Wim Wenders y el acto de ver

(Los siguientes son algunos extractos de la clase dedicada al cineasta alemán)

«Daney intenta una hipotética periodización de la historia del cine distinguiendo entre un cine articulado en torno a la cuestión de qué hay detrás de la imagen (cine clásico); otro que plantea la pregunta de qué hay que ver en la imagen (cine moderno) y un tercero para el cual lo fundamental es que detrás de la imagen hay siempre otra imagen (cine manierista).

Existe algo así como una pedagogía Wenders que, en un mundo saturado de imágenes, va a tratar de determinar qué cosa de ahora es materia para el ojo.

“Mis historias siempre comienzan por imágenes”

“En las películas, las imágenes no conducen necesariamente a otra cosa; están allí por ellas mismas. Creo que una imagen pertenece en primer lugar a ella misma. La manipulación, que es necesaria para moldear todas las imágenes de una película en una historia, no me agrada; es muy peligrosa para las imágenes pues absorbe tendencialmente lo que estas tienen de vida. En la relación entre la historia y la imagen, la historia se parece a un vampiro que intenta vaciar la imagen de su sangre. Las imágenes no quieren trabajar como un caballo, no quieren llevar ni transportar nada: ni mensaje ni significación ni propósito ni moral. Pero es precisamente eso lo que quieren las historias.”

Wenders establece una distinción entre las imágenes, como algo singular que posee un valor por sí mismo, y las historias, cuyo sentido vendrá determinado por la inserción de esas imágenes en una trama argumental.»

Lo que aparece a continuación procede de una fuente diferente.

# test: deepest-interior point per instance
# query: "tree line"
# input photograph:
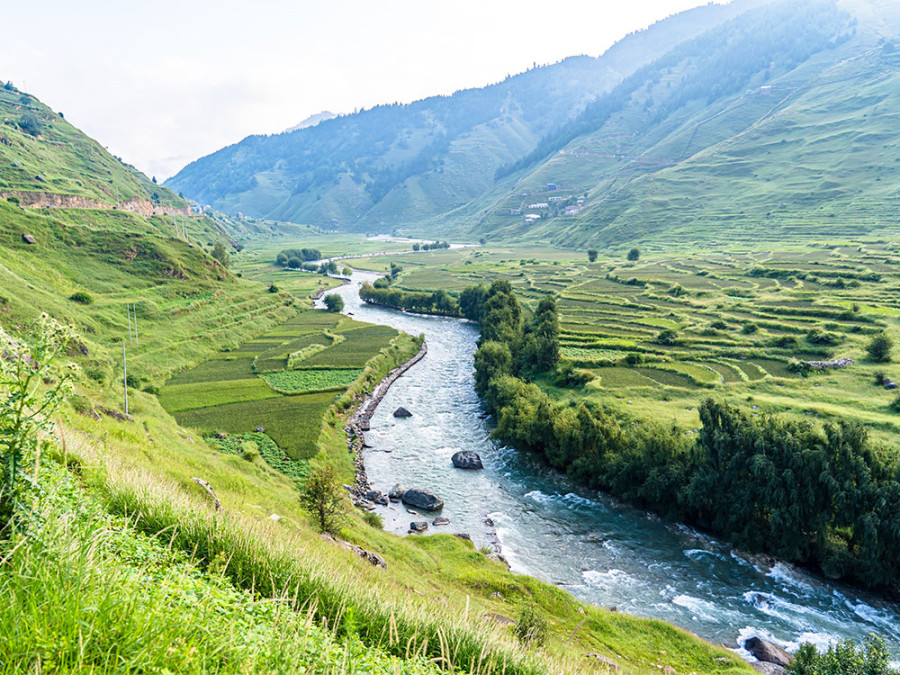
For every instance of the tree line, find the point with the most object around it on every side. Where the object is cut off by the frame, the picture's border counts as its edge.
(828, 498)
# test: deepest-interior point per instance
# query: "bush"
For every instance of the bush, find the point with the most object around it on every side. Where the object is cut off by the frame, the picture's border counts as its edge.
(81, 298)
(320, 495)
(879, 348)
(30, 124)
(334, 302)
(667, 336)
(844, 658)
(531, 629)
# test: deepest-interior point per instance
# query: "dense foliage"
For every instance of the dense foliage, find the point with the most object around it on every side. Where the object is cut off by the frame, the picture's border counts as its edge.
(844, 658)
(438, 302)
(825, 497)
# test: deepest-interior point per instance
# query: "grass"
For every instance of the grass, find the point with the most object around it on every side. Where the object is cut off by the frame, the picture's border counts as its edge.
(288, 404)
(603, 320)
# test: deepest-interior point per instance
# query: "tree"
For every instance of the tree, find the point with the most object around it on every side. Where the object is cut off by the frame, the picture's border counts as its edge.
(334, 302)
(320, 496)
(880, 348)
(220, 254)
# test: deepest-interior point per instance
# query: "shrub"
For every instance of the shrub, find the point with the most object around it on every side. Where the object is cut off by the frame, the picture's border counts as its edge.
(667, 336)
(531, 629)
(843, 658)
(320, 495)
(879, 348)
(334, 302)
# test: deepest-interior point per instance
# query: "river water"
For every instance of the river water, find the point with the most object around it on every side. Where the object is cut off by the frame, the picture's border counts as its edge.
(601, 551)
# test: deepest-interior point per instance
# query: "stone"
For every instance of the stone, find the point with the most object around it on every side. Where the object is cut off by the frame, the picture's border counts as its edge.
(422, 499)
(371, 557)
(466, 459)
(767, 652)
(605, 660)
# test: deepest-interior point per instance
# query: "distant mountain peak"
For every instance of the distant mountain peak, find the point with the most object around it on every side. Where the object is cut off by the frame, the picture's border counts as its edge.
(312, 121)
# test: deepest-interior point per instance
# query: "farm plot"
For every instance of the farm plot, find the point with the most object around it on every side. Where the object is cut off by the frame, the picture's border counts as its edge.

«Dejar que las imágenes encuentren sus propios objetos, sus propias formas. No hay nada en el cine que presuponga como condición indispensable el narrar historias. No hay una relación intrínseca, inseparable entre la imagen y la narración, entre la imagen y el lenguaje. Hay, en todo caso, una relación de complementariedad, pero cada uno de los regímenes, el de la imagen y el de la narración, siguen sus propios patrones, obedecen sus propias leyes y generan sus propios signos.

La finalidad es recuperar la mirada desprejuiciada y devolver la transparencia al mundo. De ahí la profusión de niños-guía. Esos son los únicos con el poder de instaurar el placer primario de la visión, la inocencia de la primera mirada sobre el mundo. Tan simple como eso. Una mirada sobre el mundo capaz de instaurar el placer primario de la visión, de recuperar la experiencia del cine como algo completamente fenomenológico. Frecuentar el territorio de la infancia no puede dejar de verse como una vuelta a los orígenes del cine, al registro producto del asombro. Por ello, el cine puede contribuir a detener la desaparición de las cosas, a recuperar el asombro del espectador ante los parpadeantes detalles que ofrece la realidad punto. Mostrar frente a demostrar, mirar y describir lo visto.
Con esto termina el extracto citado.